Sensibilisation du personnell ASF VINCI Autoroutes

Représentants de Point de Vue sur la Ville : Lilia Ouerdi, Catherine Bréhier et Philippe Carlier

La société ASF VINCI Autoroutes nous a contactés en novembre pour nous demander de participer à la formation du personnel, dans le cadre de la prévention des accidents du travail. La première journée de formation a eu lieu sur le site ASF de Valence. A cause de la grève des trains, nous avons été véhiculé en voiture, par la directrice de la Communication.

but de la formation

Les dirigeants avaient constaté que 40 pour cent des accidents du travail sont dus à des chutes. En conséquence, ils ont décidé d’organiser une journée de formation sur la prévention de celles-ci.

Il y avait 60 participants, répartis en 4 ateliers :

  • Atelier animé par un professeur de judo : comment tomber sans se faire mal ?
  • Atelier animé par un professeur de Taï Shi : comment maîtriser son corps par l’équilibre corporel ?
  • Atelier animé par un kinésithérapeute : Comment traiter une blessure en première urgence ?
  • Atelier animé par Point de Vue sur la Ville : Comment se déplacer sans voir ? Trouver d’autres repères. Se déplacer à la canne.

Chaque groupe d’une quinzaine de personnes a participé aux 4 ateliers pendant une cinquantaine de minutes.

Lilia fait la présentationPour nous, la moitié du temps a consisté à discuter avec les participants sur le handicap visuel.

L’objectif était de gommer les préjugés sur notre handicap. Les questions ont été nombreuses, portant essentiellement sur la vie courante.

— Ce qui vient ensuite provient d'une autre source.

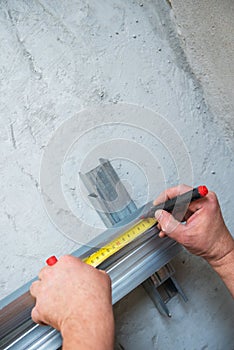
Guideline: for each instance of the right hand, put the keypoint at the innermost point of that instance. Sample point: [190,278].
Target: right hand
[204,233]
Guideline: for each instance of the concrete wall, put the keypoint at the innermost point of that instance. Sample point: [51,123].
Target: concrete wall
[58,58]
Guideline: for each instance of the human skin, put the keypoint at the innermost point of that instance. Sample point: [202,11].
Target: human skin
[75,298]
[204,232]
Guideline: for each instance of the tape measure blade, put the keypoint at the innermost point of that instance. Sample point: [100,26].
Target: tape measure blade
[118,243]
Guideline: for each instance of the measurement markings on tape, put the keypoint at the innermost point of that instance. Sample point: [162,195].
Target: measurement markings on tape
[114,246]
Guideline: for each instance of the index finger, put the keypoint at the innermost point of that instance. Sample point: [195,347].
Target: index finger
[171,193]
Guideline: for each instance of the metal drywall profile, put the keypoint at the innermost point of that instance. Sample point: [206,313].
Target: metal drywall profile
[127,269]
[126,274]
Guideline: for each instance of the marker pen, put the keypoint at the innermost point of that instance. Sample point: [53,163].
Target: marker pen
[179,203]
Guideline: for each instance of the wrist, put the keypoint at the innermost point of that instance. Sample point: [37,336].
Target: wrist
[86,334]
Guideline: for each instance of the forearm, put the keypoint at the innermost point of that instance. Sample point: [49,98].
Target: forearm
[225,267]
[87,336]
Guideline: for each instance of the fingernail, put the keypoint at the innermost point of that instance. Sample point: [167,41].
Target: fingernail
[158,214]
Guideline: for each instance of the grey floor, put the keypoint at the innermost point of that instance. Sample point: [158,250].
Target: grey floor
[58,58]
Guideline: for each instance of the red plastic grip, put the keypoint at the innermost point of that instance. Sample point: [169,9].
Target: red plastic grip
[51,260]
[203,190]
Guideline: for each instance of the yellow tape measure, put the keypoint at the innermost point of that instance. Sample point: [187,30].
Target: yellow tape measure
[118,243]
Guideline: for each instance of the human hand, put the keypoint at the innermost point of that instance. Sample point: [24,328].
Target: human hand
[75,298]
[204,233]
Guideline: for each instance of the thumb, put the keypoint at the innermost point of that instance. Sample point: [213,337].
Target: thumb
[169,225]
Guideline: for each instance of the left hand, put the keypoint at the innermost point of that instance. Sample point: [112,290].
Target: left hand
[72,294]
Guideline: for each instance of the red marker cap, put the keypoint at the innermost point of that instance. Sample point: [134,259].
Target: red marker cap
[203,190]
[51,260]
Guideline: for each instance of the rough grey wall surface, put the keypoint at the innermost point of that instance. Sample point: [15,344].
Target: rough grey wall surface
[60,57]
[206,31]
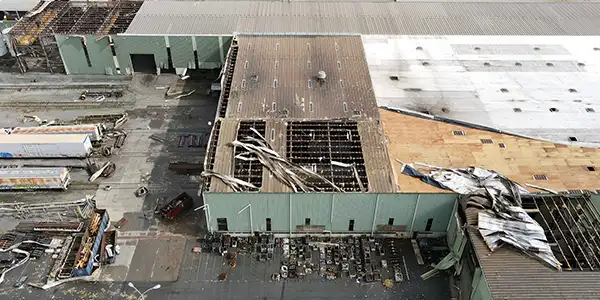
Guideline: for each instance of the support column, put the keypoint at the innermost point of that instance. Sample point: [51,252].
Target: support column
[412,223]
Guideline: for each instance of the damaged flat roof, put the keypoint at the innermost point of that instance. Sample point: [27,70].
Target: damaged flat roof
[318,125]
[526,161]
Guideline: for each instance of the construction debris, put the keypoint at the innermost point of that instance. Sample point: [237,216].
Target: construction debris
[141,192]
[501,218]
[258,149]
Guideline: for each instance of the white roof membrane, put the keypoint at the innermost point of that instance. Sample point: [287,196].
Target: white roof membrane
[544,87]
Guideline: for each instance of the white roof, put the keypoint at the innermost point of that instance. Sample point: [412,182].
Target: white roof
[554,81]
[42,138]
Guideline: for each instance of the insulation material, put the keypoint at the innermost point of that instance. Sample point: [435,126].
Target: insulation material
[501,219]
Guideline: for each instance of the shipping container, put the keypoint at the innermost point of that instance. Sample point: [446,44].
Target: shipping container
[44,145]
[34,178]
[93,130]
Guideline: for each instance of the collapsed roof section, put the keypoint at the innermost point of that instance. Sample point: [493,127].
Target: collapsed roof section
[75,18]
[297,114]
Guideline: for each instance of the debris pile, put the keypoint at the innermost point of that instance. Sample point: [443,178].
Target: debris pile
[258,149]
[496,202]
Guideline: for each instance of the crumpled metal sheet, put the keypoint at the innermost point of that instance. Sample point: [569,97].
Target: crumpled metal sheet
[500,218]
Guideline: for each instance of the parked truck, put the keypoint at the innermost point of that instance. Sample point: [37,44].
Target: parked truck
[95,131]
[34,179]
[45,145]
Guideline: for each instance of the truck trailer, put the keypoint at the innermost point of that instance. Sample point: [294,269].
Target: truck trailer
[45,145]
[93,130]
[12,179]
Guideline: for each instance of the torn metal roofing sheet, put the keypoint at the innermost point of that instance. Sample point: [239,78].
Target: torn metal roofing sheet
[402,18]
[18,5]
[543,87]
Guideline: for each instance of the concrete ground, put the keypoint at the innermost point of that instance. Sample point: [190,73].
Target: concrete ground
[153,251]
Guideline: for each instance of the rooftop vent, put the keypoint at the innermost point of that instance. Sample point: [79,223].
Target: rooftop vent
[321,76]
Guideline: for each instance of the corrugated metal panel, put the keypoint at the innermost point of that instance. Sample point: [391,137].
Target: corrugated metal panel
[278,69]
[224,154]
[513,275]
[209,51]
[18,5]
[156,45]
[182,51]
[318,207]
[403,18]
[73,54]
[375,154]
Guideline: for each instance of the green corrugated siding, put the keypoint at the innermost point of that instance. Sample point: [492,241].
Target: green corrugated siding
[182,51]
[209,53]
[436,206]
[73,54]
[317,207]
[481,290]
[126,45]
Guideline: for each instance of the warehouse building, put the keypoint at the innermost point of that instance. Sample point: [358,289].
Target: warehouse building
[85,37]
[123,37]
[310,101]
[566,207]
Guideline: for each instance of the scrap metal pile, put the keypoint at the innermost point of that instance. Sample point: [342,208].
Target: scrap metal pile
[258,149]
[496,202]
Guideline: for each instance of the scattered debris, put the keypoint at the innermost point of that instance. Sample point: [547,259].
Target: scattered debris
[141,191]
[501,218]
[180,204]
[157,138]
[186,168]
[120,223]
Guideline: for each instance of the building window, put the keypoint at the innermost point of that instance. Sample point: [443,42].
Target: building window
[222,224]
[429,224]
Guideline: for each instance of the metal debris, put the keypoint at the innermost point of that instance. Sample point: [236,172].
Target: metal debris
[501,218]
[294,175]
[141,191]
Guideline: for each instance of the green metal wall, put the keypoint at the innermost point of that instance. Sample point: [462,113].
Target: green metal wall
[211,51]
[73,54]
[126,45]
[334,211]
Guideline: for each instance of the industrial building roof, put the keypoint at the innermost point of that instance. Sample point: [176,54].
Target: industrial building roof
[276,77]
[42,138]
[398,18]
[511,274]
[538,86]
[329,127]
[18,5]
[555,166]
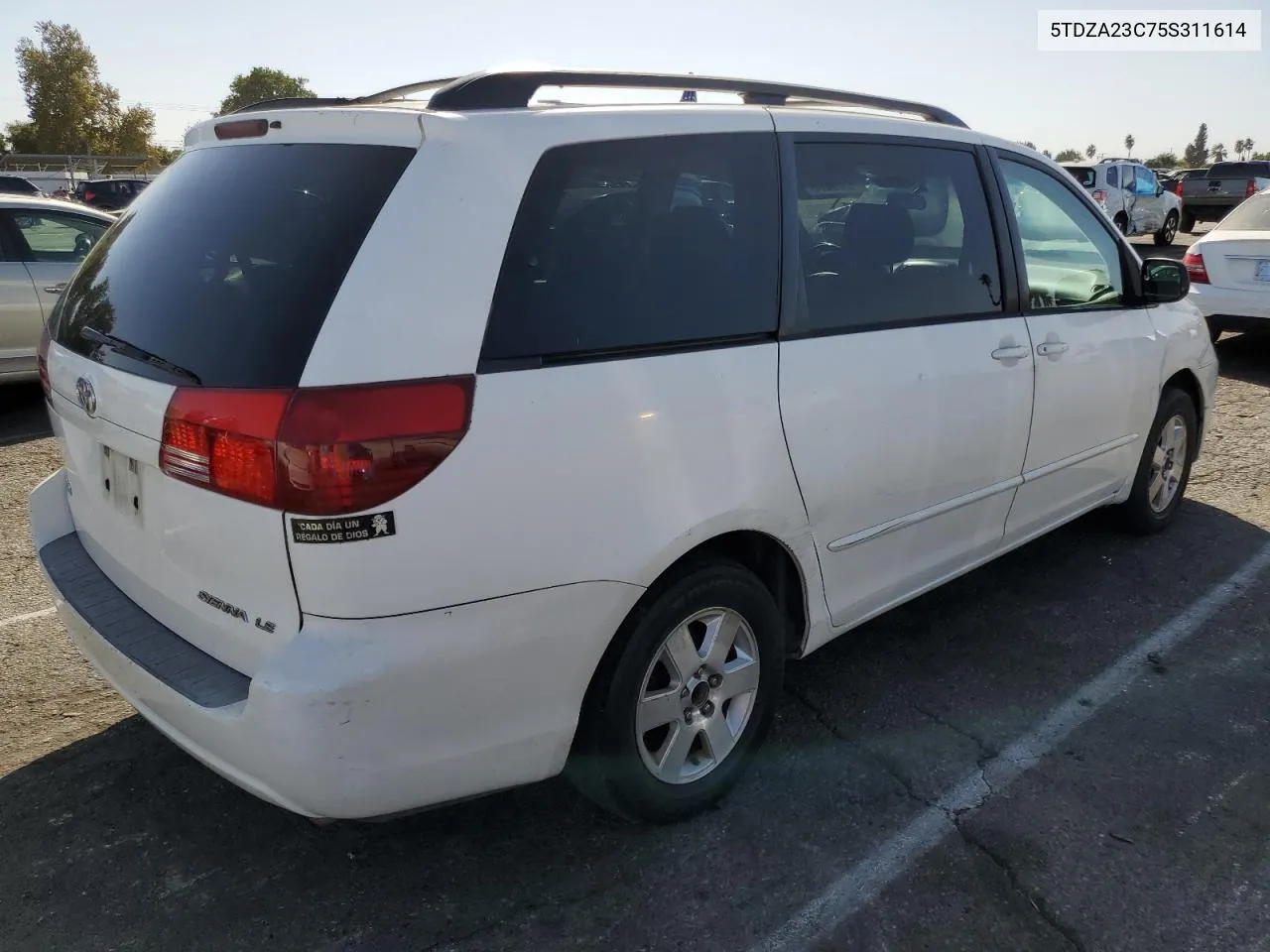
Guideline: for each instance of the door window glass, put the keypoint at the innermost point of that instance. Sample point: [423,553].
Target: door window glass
[1071,259]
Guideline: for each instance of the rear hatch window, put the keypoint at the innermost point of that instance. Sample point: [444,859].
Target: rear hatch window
[223,275]
[1083,175]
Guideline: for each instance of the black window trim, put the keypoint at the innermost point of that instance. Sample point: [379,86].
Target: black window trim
[509,365]
[19,241]
[1129,275]
[793,296]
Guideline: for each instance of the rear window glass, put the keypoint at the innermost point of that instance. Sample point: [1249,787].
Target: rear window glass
[1237,171]
[1248,214]
[631,244]
[1083,175]
[229,266]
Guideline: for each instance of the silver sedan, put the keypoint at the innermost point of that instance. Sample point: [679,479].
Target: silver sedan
[42,243]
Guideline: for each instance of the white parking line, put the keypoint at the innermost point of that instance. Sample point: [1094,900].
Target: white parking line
[862,883]
[14,620]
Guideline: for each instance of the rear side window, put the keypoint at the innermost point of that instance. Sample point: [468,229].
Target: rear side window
[893,235]
[1083,175]
[229,266]
[633,244]
[1250,214]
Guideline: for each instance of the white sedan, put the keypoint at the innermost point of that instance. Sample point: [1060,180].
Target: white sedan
[1229,270]
[42,243]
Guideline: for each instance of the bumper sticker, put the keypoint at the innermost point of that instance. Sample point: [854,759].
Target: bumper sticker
[344,529]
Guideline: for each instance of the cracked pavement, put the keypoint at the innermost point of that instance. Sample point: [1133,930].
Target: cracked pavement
[1146,828]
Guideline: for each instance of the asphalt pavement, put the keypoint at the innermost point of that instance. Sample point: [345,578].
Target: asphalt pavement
[1064,751]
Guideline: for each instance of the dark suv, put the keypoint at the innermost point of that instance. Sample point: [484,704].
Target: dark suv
[17,185]
[109,194]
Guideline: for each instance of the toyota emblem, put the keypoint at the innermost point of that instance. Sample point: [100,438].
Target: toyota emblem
[86,395]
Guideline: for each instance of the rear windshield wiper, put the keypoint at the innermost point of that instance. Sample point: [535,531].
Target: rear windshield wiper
[137,353]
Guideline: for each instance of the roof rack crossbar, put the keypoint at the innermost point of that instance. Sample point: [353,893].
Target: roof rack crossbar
[513,90]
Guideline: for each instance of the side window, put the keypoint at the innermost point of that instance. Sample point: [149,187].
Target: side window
[642,243]
[893,234]
[1071,261]
[53,236]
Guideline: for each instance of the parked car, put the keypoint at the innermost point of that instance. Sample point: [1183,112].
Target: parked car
[1229,270]
[1227,184]
[18,185]
[1132,197]
[109,194]
[42,241]
[367,518]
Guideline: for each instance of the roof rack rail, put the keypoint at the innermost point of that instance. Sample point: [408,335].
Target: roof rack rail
[515,89]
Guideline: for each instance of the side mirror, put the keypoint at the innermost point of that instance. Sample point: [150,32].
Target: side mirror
[1164,281]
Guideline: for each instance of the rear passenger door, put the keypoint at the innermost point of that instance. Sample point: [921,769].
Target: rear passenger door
[1096,353]
[906,385]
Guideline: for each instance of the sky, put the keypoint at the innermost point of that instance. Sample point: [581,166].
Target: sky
[976,59]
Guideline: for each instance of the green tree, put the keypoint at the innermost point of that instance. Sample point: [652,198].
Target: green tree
[1165,160]
[262,84]
[1197,153]
[70,108]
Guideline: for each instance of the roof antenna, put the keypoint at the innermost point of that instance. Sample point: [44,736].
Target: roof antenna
[690,95]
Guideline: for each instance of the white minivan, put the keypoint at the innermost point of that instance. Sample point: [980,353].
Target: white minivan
[418,448]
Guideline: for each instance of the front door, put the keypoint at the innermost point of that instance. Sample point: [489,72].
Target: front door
[905,388]
[1096,363]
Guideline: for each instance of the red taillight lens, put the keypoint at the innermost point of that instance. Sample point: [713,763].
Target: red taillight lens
[42,362]
[316,451]
[1196,268]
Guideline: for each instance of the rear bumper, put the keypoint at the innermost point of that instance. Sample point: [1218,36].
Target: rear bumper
[1233,307]
[352,717]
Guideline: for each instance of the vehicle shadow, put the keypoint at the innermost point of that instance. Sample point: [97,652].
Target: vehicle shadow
[1245,357]
[122,841]
[23,414]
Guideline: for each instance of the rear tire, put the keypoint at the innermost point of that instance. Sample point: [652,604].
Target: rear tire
[1165,466]
[1169,231]
[681,766]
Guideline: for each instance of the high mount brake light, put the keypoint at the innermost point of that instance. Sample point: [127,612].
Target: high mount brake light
[321,451]
[241,128]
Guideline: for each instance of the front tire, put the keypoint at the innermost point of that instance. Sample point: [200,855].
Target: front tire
[684,698]
[1167,231]
[1165,466]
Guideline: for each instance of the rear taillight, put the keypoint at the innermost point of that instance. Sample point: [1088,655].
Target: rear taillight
[321,451]
[42,362]
[1196,268]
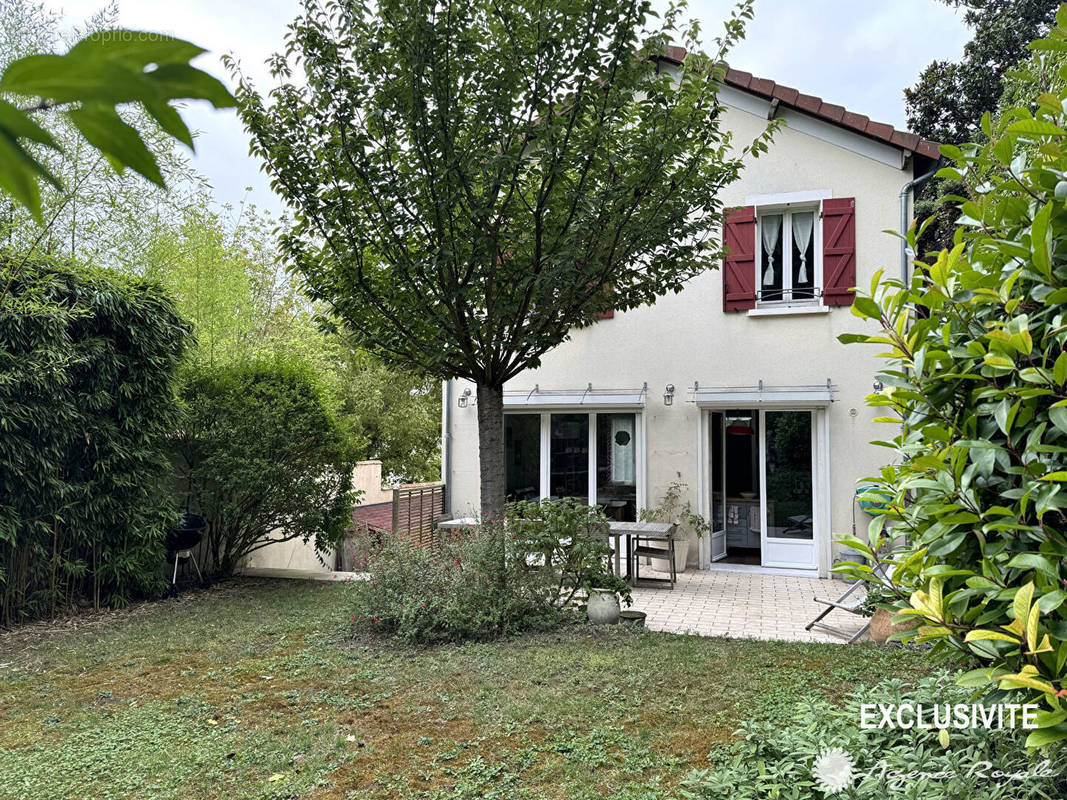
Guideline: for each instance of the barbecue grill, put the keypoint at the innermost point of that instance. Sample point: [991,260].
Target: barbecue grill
[180,541]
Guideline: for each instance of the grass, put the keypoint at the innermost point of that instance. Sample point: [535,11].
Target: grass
[253,690]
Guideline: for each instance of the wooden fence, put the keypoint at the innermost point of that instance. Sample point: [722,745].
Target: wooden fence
[416,509]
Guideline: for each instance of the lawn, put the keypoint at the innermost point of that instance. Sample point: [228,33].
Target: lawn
[254,690]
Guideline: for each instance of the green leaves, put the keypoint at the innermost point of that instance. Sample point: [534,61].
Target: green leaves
[99,75]
[978,381]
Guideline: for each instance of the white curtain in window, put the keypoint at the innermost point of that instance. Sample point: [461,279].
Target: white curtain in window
[801,235]
[771,227]
[622,454]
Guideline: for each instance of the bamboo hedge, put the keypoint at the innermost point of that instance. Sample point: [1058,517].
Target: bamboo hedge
[88,362]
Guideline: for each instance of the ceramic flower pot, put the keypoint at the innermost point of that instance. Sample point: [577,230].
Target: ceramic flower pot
[882,625]
[603,607]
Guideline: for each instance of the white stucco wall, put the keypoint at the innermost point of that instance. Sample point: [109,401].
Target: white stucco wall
[687,337]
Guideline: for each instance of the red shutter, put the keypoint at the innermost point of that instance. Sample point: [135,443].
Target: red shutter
[738,268]
[839,251]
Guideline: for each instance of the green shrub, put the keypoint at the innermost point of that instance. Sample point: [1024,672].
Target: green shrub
[975,525]
[261,458]
[775,758]
[86,399]
[487,581]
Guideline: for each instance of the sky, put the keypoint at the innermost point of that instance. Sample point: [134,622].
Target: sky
[857,53]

Montée des marchesPuis, dans chaque groupe, quelques volontaires (5 ou 6 par groupe) ont accepté de faire le test du déplacement à la canne avec les yeux bandés, sur un circuit qui comportait un déplacement dans le couloir, sur des marches d’escalier, dans un espace ouvert.
Chacun des participants, timide au début, a fini par prendre un peu d’assurance.
La mise en commun finale a permis de montrer la satisfaction des animateurs et des participants.

On nous donne rendez-vous pour former d’autres personnels sur les sites de Tarare et Thiers, en 2015.

Conclusion

Même si nous ne sommes pas des fanatiques de la mise en situation, il faut bien reconnaître que les personnes qui acceptent de s’y soumettre sont vraiment conquises par cette manière d’appréhender le handicap visuel.

Nous avons profité de ce moment pour distribuer autocollants et plaquettes.